Microsoft Won't Let You Use Its New AI Voice Tool

It's no secret that AI is getting pretty darn realistic: Companies like OpenAI are making tools that can replicate images, audio, and videos in ways that are becoming increasingly more difficult to identify as such on the fly. But while it's bad enough that some of these programs are available to the public already, it's concerning to hear about a tool that's so good, it's being kept from the rest of us.

Vall-E 2 can steal your voice

As reported by TechSpot, Microsoft has created a new version of its "neural codec language model," Vall-E, appropriately now called Vall-E 2. Microsoft detailed Vall-E 2's advances in a blog post, highlighting some key milestones with this latest model. Chiefly, Vall-E 2 achieves "human parity," which seems to be a fancy way of saying, "Our model's outputs sound like real humans." Be afraid.

Vall-E 2 apparently achieves two key enhancements over Vall-E: The new model doesn't have an "infinite loop" issue the original had when processing repeating tokens. The new model accounts for repeating tokens, and thus is able to decode a sample that contains them. In addition, Vall-E 2 shortens the length of a given sequence by grouping codec codes, which Microsoft says both increases interference speed, and skips over issues that arise from modeling long sequences.

If that's all a bit technical, perhaps this won't be: Vall-E 2 improves upon Vall-E in "speech robustness, naturalness, and speaker similarity," and, according to Microsoft, is the first of its class to achieve human parity in these categories. In fact, the company says, "VALL-E 2 can generate accurate, natural speech in the exact voice of the original speaker, comparable to human performance."

It's not just theory

You don't just have to read about Vall-E 2 to believe how good it is: Microsoft offers examples of how Vall-E 2 can take a sample recording of a voice, and replicate it when prompted with new text. The company also provided examples of the model completing a sentence after being given segments of a sample recording, in three, five, and 10-second chunks. This demonstrates the model's ability to take a very short example of a voice, and replicate it with text that doesn't appear in the original sample recording.

There are still plenty of the quirks you'd expect to find with any text-to-speech model (incorrect pronunciations, stuttered speech, etc.) but there's no doubt that the Vall-E 2 examples are not only often realistic, but match the voice of the original sample quite closely. It especially does well when given a longer recording of a voice: If given three seconds of a recording, the output is still impressive, but when given a five or, especially, a 10-second recording, the output can be remarkably realistic.

If you click through the examples yourself, check out how well Vall-E 2 matches the 10-second recording when reciting "My life has changed a lot" under "VCTK Samples." I don't have any experience with training AI systems, but to my ear, the model nails the raspy voice of the speaker in the sample, especially after receiving the full 10-second clip. It's jarring to hear the original speaker reading a certain sentence, then hear the model speak a new sentence in a voice that essentially matches the speaker's.

Vall-E 2's risks

But if you're a bit freaked out by this whole thing, you aren't alone. Microsoft is aware its model could be dangerous if used maliciously: In an ethics statement at the bottom of the post, the company acknowledges that, while Vall-E 2 could be used for a variety of positive tasks, it could also be used to impersonate a specific person. Microsoft says the model is meant to be used with consenting users who understand their voice is being replicated, and that the model should have a protocol to check for consent before processing a request. That said, it doesn't seem like such a protocol actually exists right now, which is likely why Microsoft current has, "no plans to incorporate VALL-E 2 into a product or expand access to the public."

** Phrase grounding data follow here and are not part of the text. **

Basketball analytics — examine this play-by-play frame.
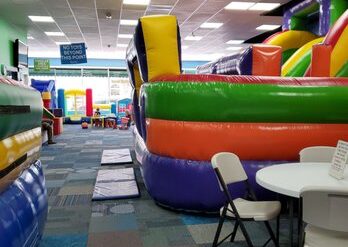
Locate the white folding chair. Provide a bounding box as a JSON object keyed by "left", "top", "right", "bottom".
{"left": 211, "top": 152, "right": 281, "bottom": 247}
{"left": 300, "top": 186, "right": 348, "bottom": 247}
{"left": 299, "top": 146, "right": 336, "bottom": 163}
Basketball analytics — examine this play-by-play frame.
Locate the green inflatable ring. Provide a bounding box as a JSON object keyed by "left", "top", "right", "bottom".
{"left": 144, "top": 82, "right": 348, "bottom": 123}
{"left": 0, "top": 83, "right": 43, "bottom": 141}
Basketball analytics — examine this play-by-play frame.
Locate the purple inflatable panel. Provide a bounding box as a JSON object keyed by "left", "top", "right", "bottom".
{"left": 142, "top": 150, "right": 290, "bottom": 212}
{"left": 131, "top": 89, "right": 142, "bottom": 137}
{"left": 283, "top": 0, "right": 330, "bottom": 36}
{"left": 237, "top": 47, "right": 252, "bottom": 75}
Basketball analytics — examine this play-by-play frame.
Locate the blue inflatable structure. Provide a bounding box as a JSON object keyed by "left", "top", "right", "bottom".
{"left": 31, "top": 79, "right": 57, "bottom": 108}
{"left": 0, "top": 161, "right": 47, "bottom": 247}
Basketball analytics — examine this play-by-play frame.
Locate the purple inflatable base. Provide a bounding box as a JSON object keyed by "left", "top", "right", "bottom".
{"left": 133, "top": 130, "right": 292, "bottom": 212}
{"left": 142, "top": 151, "right": 291, "bottom": 212}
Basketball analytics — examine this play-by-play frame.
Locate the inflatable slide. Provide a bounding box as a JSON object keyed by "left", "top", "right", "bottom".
{"left": 197, "top": 0, "right": 348, "bottom": 77}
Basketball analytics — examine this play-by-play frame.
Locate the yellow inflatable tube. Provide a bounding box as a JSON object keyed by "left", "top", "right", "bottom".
{"left": 330, "top": 26, "right": 348, "bottom": 76}
{"left": 93, "top": 104, "right": 111, "bottom": 110}
{"left": 134, "top": 65, "right": 142, "bottom": 98}
{"left": 282, "top": 37, "right": 324, "bottom": 76}
{"left": 266, "top": 30, "right": 318, "bottom": 50}
{"left": 65, "top": 89, "right": 86, "bottom": 96}
{"left": 0, "top": 127, "right": 41, "bottom": 171}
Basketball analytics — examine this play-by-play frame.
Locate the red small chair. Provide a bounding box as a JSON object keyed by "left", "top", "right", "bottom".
{"left": 119, "top": 117, "right": 130, "bottom": 130}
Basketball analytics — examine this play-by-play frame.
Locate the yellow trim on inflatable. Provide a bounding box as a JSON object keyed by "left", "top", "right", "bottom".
{"left": 267, "top": 30, "right": 318, "bottom": 51}
{"left": 93, "top": 104, "right": 111, "bottom": 110}
{"left": 140, "top": 15, "right": 181, "bottom": 82}
{"left": 0, "top": 128, "right": 41, "bottom": 171}
{"left": 65, "top": 89, "right": 86, "bottom": 96}
{"left": 282, "top": 37, "right": 324, "bottom": 76}
{"left": 134, "top": 65, "right": 142, "bottom": 98}
{"left": 330, "top": 26, "right": 348, "bottom": 76}
{"left": 42, "top": 91, "right": 51, "bottom": 100}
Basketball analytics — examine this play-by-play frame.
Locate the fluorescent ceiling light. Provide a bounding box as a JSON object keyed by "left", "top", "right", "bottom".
{"left": 256, "top": 24, "right": 280, "bottom": 30}
{"left": 185, "top": 35, "right": 202, "bottom": 41}
{"left": 226, "top": 46, "right": 243, "bottom": 51}
{"left": 117, "top": 44, "right": 128, "bottom": 48}
{"left": 27, "top": 36, "right": 34, "bottom": 40}
{"left": 200, "top": 22, "right": 223, "bottom": 29}
{"left": 123, "top": 0, "right": 150, "bottom": 5}
{"left": 225, "top": 1, "right": 255, "bottom": 10}
{"left": 147, "top": 5, "right": 173, "bottom": 12}
{"left": 118, "top": 34, "right": 133, "bottom": 38}
{"left": 28, "top": 16, "right": 54, "bottom": 22}
{"left": 182, "top": 45, "right": 188, "bottom": 50}
{"left": 249, "top": 3, "right": 280, "bottom": 11}
{"left": 120, "top": 19, "right": 138, "bottom": 26}
{"left": 56, "top": 42, "right": 70, "bottom": 45}
{"left": 45, "top": 32, "right": 65, "bottom": 36}
{"left": 226, "top": 39, "right": 244, "bottom": 44}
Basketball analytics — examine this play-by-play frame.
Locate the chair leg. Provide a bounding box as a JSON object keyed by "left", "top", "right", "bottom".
{"left": 276, "top": 215, "right": 280, "bottom": 244}
{"left": 212, "top": 205, "right": 227, "bottom": 247}
{"left": 299, "top": 222, "right": 306, "bottom": 247}
{"left": 264, "top": 221, "right": 279, "bottom": 247}
{"left": 237, "top": 219, "right": 254, "bottom": 247}
{"left": 230, "top": 221, "right": 239, "bottom": 242}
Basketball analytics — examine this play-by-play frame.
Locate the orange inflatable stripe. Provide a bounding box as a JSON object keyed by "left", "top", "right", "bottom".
{"left": 146, "top": 119, "right": 348, "bottom": 161}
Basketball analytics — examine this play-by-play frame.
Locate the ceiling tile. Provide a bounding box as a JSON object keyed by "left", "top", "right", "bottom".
{"left": 80, "top": 26, "right": 99, "bottom": 34}
{"left": 95, "top": 0, "right": 122, "bottom": 10}
{"left": 76, "top": 18, "right": 98, "bottom": 27}
{"left": 72, "top": 8, "right": 97, "bottom": 19}
{"left": 68, "top": 0, "right": 95, "bottom": 9}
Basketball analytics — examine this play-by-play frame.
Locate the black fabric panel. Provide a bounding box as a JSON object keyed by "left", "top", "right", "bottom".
{"left": 177, "top": 24, "right": 183, "bottom": 73}
{"left": 0, "top": 105, "right": 30, "bottom": 114}
{"left": 244, "top": 27, "right": 282, "bottom": 44}
{"left": 0, "top": 154, "right": 27, "bottom": 179}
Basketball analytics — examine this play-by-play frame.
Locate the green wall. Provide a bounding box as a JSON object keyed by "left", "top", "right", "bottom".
{"left": 0, "top": 18, "right": 27, "bottom": 67}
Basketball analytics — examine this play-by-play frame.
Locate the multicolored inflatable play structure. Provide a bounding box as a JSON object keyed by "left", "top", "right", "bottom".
{"left": 197, "top": 0, "right": 348, "bottom": 78}
{"left": 57, "top": 88, "right": 93, "bottom": 123}
{"left": 31, "top": 79, "right": 57, "bottom": 109}
{"left": 116, "top": 98, "right": 132, "bottom": 117}
{"left": 126, "top": 9, "right": 348, "bottom": 212}
{"left": 0, "top": 76, "right": 48, "bottom": 245}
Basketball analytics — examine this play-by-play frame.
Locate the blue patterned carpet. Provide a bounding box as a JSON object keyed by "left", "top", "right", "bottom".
{"left": 39, "top": 125, "right": 295, "bottom": 247}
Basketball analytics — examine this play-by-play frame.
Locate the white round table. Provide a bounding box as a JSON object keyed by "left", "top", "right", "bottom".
{"left": 256, "top": 162, "right": 348, "bottom": 198}
{"left": 256, "top": 162, "right": 348, "bottom": 246}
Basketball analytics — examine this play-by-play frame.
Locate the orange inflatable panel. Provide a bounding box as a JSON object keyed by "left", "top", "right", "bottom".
{"left": 146, "top": 119, "right": 348, "bottom": 161}
{"left": 252, "top": 45, "right": 282, "bottom": 76}
{"left": 311, "top": 44, "right": 332, "bottom": 77}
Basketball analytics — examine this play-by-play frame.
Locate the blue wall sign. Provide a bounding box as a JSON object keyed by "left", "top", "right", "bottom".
{"left": 60, "top": 43, "right": 87, "bottom": 64}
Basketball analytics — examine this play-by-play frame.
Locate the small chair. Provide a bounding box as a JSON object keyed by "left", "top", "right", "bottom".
{"left": 300, "top": 187, "right": 348, "bottom": 247}
{"left": 211, "top": 152, "right": 281, "bottom": 247}
{"left": 119, "top": 117, "right": 130, "bottom": 130}
{"left": 299, "top": 146, "right": 336, "bottom": 163}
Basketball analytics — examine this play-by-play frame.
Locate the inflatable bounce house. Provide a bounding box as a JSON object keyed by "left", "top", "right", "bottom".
{"left": 31, "top": 79, "right": 57, "bottom": 109}
{"left": 116, "top": 98, "right": 132, "bottom": 117}
{"left": 197, "top": 0, "right": 348, "bottom": 78}
{"left": 93, "top": 104, "right": 112, "bottom": 116}
{"left": 58, "top": 88, "right": 93, "bottom": 123}
{"left": 126, "top": 11, "right": 348, "bottom": 212}
{"left": 0, "top": 76, "right": 48, "bottom": 245}
{"left": 31, "top": 80, "right": 64, "bottom": 137}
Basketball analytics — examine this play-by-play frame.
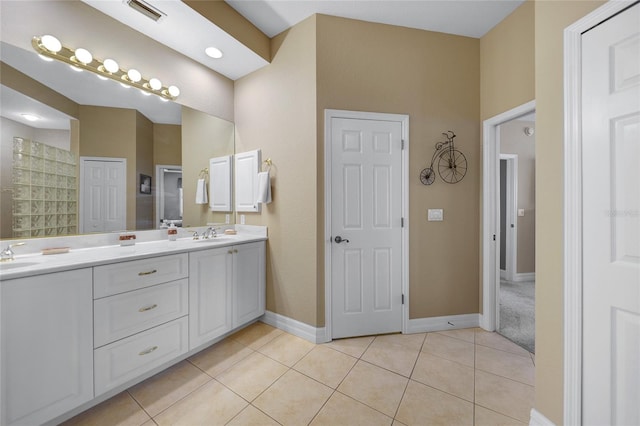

The examples here are based on voice samples the LibriSpeech and VCTK datasets, not from samples Microsoft recorded themselves. As such, as a outside observer, it isn't clear how this model would actually perform if given recordings of, say, President Biden, Elon Musk, or your boss. However, if we assume that Vall-E 2 can generate a realistic output when given a 10-second sample, imagine how realistic its output could be when fed with hours of samples. Couple that with a solid AI video model, and you have the perfect storm for generating misinformation, just in time for election seasons across the globe.